Por Matthias Erlandsen, Universidad del Desarrollo, María Fernanda Hernández-Garza, Pontificia Universidad Católica de Chile, y Carsten-Andreas Schulz, Universidad de Cambridge

El nombramiento de jefes y jefas de misiones diplomáticas es una prerrogativa común entre los y las líderes del poder Ejecutivo en muchos países del mundo. Existen buenas razones para que así sea, dado que el rol principal de la diplomacia es representar y promover los intereses del país en el extranjero. En Chile, como en cualquier otro lugar, le corresponde al gobierno de turno interpretar estos intereses y definir los ejes centrales de la política exterior. El Presidente Boric ha tomado la causa de la paridad de género y de la protección y promoción de los derechos humanos como intereses transversales, por lo que no debiera sorprender el nombramiento de profesionales que tengan amplia experiencia y el perfil necesario para profundizar en esas materias.

Al mismo tiempo, es conveniente que los jefes y las jefas de misiones tengan peso político y, por supuesto, una relación de confianza con el Presidente, especialmente con socios estratégicos como Argentina, o las misiones permanentes ante las organizaciones internacionales, como Naciones Unidas.

Por supuesto, los embajadores y las embajadoras no trabajan solos, sino que son apoyados por equipos diplomáticos profesionales entrenados en el servicio exterior.
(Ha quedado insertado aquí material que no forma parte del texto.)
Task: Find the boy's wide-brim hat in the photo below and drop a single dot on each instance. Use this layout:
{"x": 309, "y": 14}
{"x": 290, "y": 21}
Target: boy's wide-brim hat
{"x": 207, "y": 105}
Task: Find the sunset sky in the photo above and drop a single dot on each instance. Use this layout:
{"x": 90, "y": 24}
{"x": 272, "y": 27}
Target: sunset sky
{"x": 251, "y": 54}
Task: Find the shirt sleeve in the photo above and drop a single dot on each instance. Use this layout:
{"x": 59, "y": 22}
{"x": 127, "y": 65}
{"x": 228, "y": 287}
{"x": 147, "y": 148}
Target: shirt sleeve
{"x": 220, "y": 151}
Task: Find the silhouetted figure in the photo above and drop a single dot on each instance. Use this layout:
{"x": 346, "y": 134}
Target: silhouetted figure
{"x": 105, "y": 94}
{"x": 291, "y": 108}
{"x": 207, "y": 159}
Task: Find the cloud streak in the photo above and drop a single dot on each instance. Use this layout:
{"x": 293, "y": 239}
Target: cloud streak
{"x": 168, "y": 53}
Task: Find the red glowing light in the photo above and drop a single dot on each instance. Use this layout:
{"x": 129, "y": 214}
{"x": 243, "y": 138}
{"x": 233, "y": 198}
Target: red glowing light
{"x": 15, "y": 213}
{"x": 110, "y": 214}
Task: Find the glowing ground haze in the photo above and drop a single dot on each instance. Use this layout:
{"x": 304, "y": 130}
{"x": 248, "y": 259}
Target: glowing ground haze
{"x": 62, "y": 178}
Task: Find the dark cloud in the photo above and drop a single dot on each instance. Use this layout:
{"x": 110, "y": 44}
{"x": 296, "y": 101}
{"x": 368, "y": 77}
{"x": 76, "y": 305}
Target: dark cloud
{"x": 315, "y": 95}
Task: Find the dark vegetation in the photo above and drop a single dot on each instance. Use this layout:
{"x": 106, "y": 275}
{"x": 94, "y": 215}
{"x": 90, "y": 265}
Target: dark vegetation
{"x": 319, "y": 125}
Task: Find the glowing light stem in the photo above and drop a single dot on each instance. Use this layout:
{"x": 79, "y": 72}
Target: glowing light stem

La consolidación de una diplomacia profesional no solo pasa por la selección de cargos discrecionales, sino que depende de un proceso de selección y promoción transparente y equitativo.

Algunas personas tienen la opinión de que los embajadores y embajadoras deberían reclutarse exclusivamente desde el grupo de diplomáticos y diplomáticas de carrera. Esto, sin dudas, dotaría al país de una política exterior con una estabilidad y credibilidad robusta. Sin embargo, surge el problema de que el servicio exterior no es un reflejo de la composición social y demográfica del país. Como afirma la historiadora Glenda Sluga, la profesionalización de la carrera diplomática durante los siglos XIX y XX conllevaba la exclusión de las mujeres de funciones formales y de peso político. La diplomacia latinoamericana no es la excepción, pues históricamente hombres, reclutados entre las elites políticas y sociales, han ocupado los altos cargos en los servicios exteriores de la región.

Nuestra propia investigación demuestra que los gobiernos de América Latina, que abogan por la paridad de género, usualmente utilizan los poderes discrecionales para atenuar la brecha de género que todavía existe en los altos rangos del servicio exterior. La administración del Presidente Boric, además de nombrar a Antonia Urrejola como la segunda canciller en la historia del país, trajo consigo una serie de otras primeras veces, incluyendo la designación de María del Carmen Domínguez como directora de la Academia Diplomática y varias mujeres designadas embajadoras en misiones de suma relevancia política: Bárbara Figueroa en Argentina, Paula Narváez como representante permanente ante las Naciones Unidas en Nueva York, y Claudia Fuentes, académica especialista en derechos humanos, liderando la misión ante las organizaciones internacionales en Ginebra.

Llamar a los puestos diplomáticos con rango de embajador o embajadora “premios de consuelo” es entenderlo de forma errónea y obviar su función representativa e inherentemente representativa. El debate centrado en unos pocos casos polémicos pierde de vista el panorama general, desconociendo así la amplia experiencia profesional de la gran mayoría de las personas designadas a estos cargos. Tampoco es correcto afirmar que en esta ocasión sigamos con más de lo mismo, pues el porcentaje de designaciones “políticas” han disminuido constantemente desde el retorno de la democracia, y hoy se sitúa alrededor del 20%.

La Constitución de 1980 le arroga la prerrogativa de nombramiento de embajadores y embajadoras al Presidente de la República sin contar con una aprobación del Senado, lo que en la práctica se traduce en un acuerdo tácito. Tener potestad para adjudicar cargos de embajadores o embajadoras desde fuera de la carrera diplomática es en principio deseable, siempre que cuente con límites claros. Tal vez estamos en un momento propicio para formalizar la amplitud de dicha prerrogativa y de esta manera mejorar la legitimidad democrática del proceso, lo que le permitiría a este y futuros gobiernos lograr un equilibrio entre fortalecer el servicio exterior profesional y mantener un margen de maniobra para dar forma e implementar la política exterior.